For a lesson in what can happen when a mid-sized country decides to challenge China, one need only look Down Under. Australia has become Beijing’s favourite political punching bag, banning a long list of imports, including Australian barley, wine, beef, cotton and coal.

Chinese officials recently provided Australian reporters with a list of 14 reasons why Beijing is angry with Canberra, including Australia’s early calls for an inquiry into the source of the COVID-19 pandemic, according to Australian journalist Hugh Riminton.

“When there are criticisms that need to be made about China, people have learned from the Australian experience that it’s unwise to go as a single nation and criticize China because you’ll be picked off,” Riminton said.

As a result, Western allies are now talking about locking arms. U.S. President Joe Biden is focused on building a coalition of countries to stand up to China.

FILE – In this Sept. 24, 2015, file photo Chinese President Xi Jinping and Vice President Joe Biden walk down the red carpet on the tarmac during an arrival ceremony in Andrews Air Force Base, Md.

In March of this year, the U.S., EU, U.K. and Canada came together to pass joint economic sanctions, targeting a number of Chinese officials for their alleged role in persecuting China’s Uyghur minority.

“The Biden administration, perhaps wisely, has thought that the United States can’t take on China by itself, but would do much better with its European allies, with its Asian allies; and has been steadily, quietly trying to explore ways that jointly, collectively they can bring pressure on China to change its behaviour,” explained Steven Myers, the New York Times’ Beijing Bureau Chief.

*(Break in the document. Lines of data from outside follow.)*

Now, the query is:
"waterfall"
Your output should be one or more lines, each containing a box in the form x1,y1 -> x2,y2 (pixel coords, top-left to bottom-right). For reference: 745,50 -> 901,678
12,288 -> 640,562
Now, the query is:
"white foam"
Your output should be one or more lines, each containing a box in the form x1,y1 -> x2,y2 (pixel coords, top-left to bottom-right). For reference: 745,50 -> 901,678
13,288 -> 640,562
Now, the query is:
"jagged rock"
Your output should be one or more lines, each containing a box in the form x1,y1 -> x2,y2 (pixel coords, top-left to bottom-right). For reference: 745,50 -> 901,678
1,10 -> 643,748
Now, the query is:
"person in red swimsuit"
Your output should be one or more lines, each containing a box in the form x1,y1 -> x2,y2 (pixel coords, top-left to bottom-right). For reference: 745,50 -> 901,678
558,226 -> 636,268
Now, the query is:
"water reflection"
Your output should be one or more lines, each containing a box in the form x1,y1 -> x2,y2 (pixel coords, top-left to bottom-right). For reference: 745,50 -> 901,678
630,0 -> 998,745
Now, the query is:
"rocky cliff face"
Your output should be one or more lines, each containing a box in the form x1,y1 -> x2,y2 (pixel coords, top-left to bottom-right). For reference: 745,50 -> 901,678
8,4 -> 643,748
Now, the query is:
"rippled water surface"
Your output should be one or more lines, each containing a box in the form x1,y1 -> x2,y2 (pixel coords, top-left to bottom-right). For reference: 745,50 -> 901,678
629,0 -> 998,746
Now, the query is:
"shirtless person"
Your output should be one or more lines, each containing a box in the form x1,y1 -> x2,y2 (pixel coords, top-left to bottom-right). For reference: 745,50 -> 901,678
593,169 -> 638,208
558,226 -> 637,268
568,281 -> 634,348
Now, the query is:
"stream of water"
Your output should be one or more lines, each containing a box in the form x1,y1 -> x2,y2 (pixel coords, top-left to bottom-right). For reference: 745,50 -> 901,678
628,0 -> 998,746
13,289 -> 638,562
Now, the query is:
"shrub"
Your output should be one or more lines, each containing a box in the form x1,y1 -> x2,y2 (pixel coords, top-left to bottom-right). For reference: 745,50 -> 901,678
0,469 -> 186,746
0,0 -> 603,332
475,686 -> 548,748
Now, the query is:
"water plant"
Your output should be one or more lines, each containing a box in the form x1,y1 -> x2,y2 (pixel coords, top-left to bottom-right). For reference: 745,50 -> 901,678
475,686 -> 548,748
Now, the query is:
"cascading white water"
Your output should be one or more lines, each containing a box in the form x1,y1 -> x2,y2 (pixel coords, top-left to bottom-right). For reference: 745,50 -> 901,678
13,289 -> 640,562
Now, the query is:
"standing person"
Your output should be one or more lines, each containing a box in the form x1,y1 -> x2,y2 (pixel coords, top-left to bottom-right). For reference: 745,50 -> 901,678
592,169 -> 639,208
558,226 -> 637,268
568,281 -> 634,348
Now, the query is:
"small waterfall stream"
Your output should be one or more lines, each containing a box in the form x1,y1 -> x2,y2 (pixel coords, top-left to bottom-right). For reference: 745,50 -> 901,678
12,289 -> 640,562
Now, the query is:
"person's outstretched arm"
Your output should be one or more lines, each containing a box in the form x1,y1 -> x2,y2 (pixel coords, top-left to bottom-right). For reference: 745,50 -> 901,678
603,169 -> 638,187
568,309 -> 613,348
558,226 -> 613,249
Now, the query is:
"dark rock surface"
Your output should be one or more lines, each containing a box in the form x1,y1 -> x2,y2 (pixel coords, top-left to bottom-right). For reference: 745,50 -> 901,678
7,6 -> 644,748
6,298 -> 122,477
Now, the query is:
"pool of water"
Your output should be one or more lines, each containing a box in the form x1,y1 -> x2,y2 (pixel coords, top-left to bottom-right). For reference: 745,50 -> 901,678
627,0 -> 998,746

“China sees that as an inevitable threat. It’s doing its best to try to block that, to split the allies when they can. But it’s also very happy to compete and show that they have their own allies that they can turn to,” Myers said.

Senior Chinese officials have held a flurry of meetings in recent months with their Russian counterparts; Russian President Vladimir Putin described ties between the two countries as being at the “best level in history.”

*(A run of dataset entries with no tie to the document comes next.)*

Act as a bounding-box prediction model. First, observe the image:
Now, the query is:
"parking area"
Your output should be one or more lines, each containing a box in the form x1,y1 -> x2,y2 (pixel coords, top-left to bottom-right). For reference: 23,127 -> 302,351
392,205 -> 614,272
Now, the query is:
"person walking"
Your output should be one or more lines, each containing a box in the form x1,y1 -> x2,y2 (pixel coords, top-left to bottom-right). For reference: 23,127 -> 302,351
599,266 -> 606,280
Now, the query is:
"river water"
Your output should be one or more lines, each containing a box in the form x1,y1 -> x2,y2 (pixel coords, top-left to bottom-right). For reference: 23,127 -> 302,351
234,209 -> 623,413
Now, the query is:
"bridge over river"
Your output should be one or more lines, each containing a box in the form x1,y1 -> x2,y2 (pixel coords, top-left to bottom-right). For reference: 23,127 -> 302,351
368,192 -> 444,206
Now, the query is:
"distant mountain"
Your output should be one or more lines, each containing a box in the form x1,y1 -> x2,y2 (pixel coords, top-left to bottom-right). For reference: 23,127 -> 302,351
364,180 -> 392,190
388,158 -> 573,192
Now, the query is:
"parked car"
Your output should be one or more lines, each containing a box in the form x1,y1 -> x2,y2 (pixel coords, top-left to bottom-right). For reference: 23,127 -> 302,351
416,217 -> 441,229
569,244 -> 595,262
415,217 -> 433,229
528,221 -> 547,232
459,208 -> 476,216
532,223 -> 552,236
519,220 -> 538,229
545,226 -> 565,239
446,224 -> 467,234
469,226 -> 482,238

China is also investing heavily in fostering relationships with poor and developing countries in Asia, Africa and Latin America, offering support from loans to Chinese-made COVID-19 vaccines.

“And I think that if you talk to most thoughtful Chinese officials … their intention is not to alienate themselves from the world, but they’re demanding respect and it’s respect on their terms,” Myers said. “They’re not just saying, ‘respect us and hear us out.’ They’re like: ‘do what we want.’ And right now, looking around the world, it seems to be working.”